/dai-lab-fileio-B

Learn to use the java.io API to read and write data.

Primary LanguageJava

DAI Lab 2: File I/O

Goals

The goals of this lab are:

  • Java
    • Manipulate String objects (split, join, replace, StringBuilder, etc.).
    • Use the java.io API (InputStream, OutputStream, BufferedReader, BufferedWriter, etc.) to read and write data.
    • Read and write textual data using the appropriate character encoding.
    • Use the try-with-resources statement to properly close streams.
  • Tools
    • Know how to add JUnit to a Maven project.
    • Run unit tests from the command line with Maven.
    • Run unit tests from an IDE.
    • Use the debugger of your IDE to debug your code.
  • Git
    • Use the fork / pull request workflow.
    • Create and work in new branches.
    • Pull changes from a remote repository.

Introduction

In this lab you will create write a Java program that reads a text files and performes some simple transformations on it.

You will also use Git to manage your code and submit your work.

Preparation

Fork the repository

You cannot directly commit to this repository. You must therefore first create your own copy of the repository.

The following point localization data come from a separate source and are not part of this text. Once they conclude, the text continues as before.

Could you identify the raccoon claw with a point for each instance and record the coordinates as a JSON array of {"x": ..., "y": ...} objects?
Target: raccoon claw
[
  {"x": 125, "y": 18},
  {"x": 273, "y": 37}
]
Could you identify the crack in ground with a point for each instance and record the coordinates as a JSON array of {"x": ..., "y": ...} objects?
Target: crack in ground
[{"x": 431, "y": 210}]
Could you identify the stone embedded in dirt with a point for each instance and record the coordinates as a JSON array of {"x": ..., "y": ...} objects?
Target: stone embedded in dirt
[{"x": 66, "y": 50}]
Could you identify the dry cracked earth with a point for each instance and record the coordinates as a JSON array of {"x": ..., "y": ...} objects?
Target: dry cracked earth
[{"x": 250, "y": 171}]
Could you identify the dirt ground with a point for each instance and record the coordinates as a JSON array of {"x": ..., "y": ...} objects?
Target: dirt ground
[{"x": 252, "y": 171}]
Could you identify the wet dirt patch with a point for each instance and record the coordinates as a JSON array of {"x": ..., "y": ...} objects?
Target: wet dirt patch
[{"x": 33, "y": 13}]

To do this, click on the "Fork" button in the top right corner of this page on GitHub. This will create a copy of the repository in your own GitHub account.

Now there are two repositories:

  • upstream: the original repository on the DAI organization. You cannot commit to this repository.
  • origin: your own copy of the repository. You can commit to this repository.

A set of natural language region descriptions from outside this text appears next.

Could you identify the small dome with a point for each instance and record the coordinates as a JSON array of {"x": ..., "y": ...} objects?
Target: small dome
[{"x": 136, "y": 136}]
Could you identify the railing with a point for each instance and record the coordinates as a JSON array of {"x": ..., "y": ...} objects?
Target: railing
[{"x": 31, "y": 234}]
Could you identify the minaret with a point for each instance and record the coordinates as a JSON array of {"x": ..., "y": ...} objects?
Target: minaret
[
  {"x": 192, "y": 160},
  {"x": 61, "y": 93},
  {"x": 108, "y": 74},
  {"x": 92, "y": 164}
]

Then clone your forked repository (origin) to your computer.

Explore the code

dai-lab-fileio
├── fileioapp
│   ├── pom.xml
│   └── src
│       ├── main/java/ch/heig/dai/lab/fileio/
│       │   ├── Main.java
│       │   ├── jehrensb
│       │   │   ├── EncodingSelector.java
│       │   │   ├── FileExplorer.java
│       │   │   ├── FileReaderWriter.java
│       │   │   └── Transformer.java
│       └── test/java/ch/heig/dai/lab/fileio/
│           └── jehrensb
│               ├── EncodingSelectorTest.java
│               ├── FileExplorerTests.java
│               └── TransformerTest.java
└── README.md

The repository contains a Maven project fileioapp. We can see that it's a Maven project because of the pom.xml file.

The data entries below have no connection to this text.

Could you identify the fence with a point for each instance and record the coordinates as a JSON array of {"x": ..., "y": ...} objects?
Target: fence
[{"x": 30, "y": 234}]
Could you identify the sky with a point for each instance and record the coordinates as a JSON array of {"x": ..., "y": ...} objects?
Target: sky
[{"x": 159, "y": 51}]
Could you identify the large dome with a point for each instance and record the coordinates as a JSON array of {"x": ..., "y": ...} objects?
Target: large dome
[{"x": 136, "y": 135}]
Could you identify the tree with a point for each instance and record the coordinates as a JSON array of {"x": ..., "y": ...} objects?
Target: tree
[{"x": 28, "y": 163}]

Following the standard Maven directory layout, the project contains a src directory with two subdirectories: main/java and test/java:

  • main/java for the source code of the project.
  • test/java for the unit tests of the project.

The main directory contains the package ch.heig.dai.lab.fileio with the class Main. This is the main class of the project. Inside this package there is a subpackage ch.heig.dai.labo.fileio.jehrensb with classes EncodingSelector, FileExplorer, FileReaderWriter and Transformer.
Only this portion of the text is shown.